The most important thing on your mind in your upper years of your undergrad? Graduating of course, but before that you may need to change your plan or want to explore opportunities for International Exchanges in your third year. And once you graduate, work with Career Services to get you on your way.
Decisions on Program/Plan requests will be made in 10 to 15 business days. If you wish to request a change to your Program/Plan you must submit a request using the Change of Plan application. Change of Plan ends typically around mid-July. If your request is approved, your Program/Plan will be changed and can be viewed by clicking on the "My Academics" tab in the SOLUS student Centre. If your request is denied, you will be notified via email by Student Services to your @queensu.ca account.
Students should note that admission to some Programs/Plans is highly competitive and may require specific prerequisites. If you do change your Plan, it may also require more than four years to complete a degree as you may need to complete key courses or prerequisites.
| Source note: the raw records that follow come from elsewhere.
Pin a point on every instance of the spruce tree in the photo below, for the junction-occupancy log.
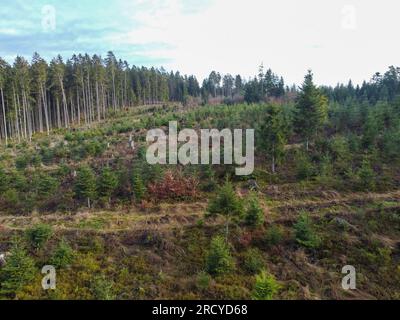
(219, 259)
(107, 184)
(273, 135)
(85, 184)
(311, 110)
(18, 271)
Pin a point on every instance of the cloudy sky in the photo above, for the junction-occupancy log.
(337, 39)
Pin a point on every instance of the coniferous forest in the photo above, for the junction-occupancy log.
(77, 193)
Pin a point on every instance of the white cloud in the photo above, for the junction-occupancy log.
(289, 36)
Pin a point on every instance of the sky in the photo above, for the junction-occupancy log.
(338, 39)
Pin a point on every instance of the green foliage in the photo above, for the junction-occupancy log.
(304, 167)
(138, 186)
(203, 280)
(266, 286)
(274, 235)
(63, 255)
(225, 202)
(108, 182)
(85, 184)
(253, 261)
(273, 134)
(305, 234)
(18, 272)
(254, 215)
(219, 259)
(311, 109)
(102, 288)
(39, 234)
(45, 185)
(366, 176)
(4, 180)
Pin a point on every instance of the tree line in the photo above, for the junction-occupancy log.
(40, 96)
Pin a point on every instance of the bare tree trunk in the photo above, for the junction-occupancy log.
(46, 114)
(4, 116)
It is highly recommended that students who wish to change Plans contact the Department concerned to seek academic advice.
Students may use the change of plan web application to request a change of degree program from:
For more information on degree programs offered in Arts and Science, please visit Degrees at a Glance.
Student wishing to transfer to or from Visual Art, Bachelor of Music, Physical Education or Kinesiology, should visit the Change Your Plan page for more information.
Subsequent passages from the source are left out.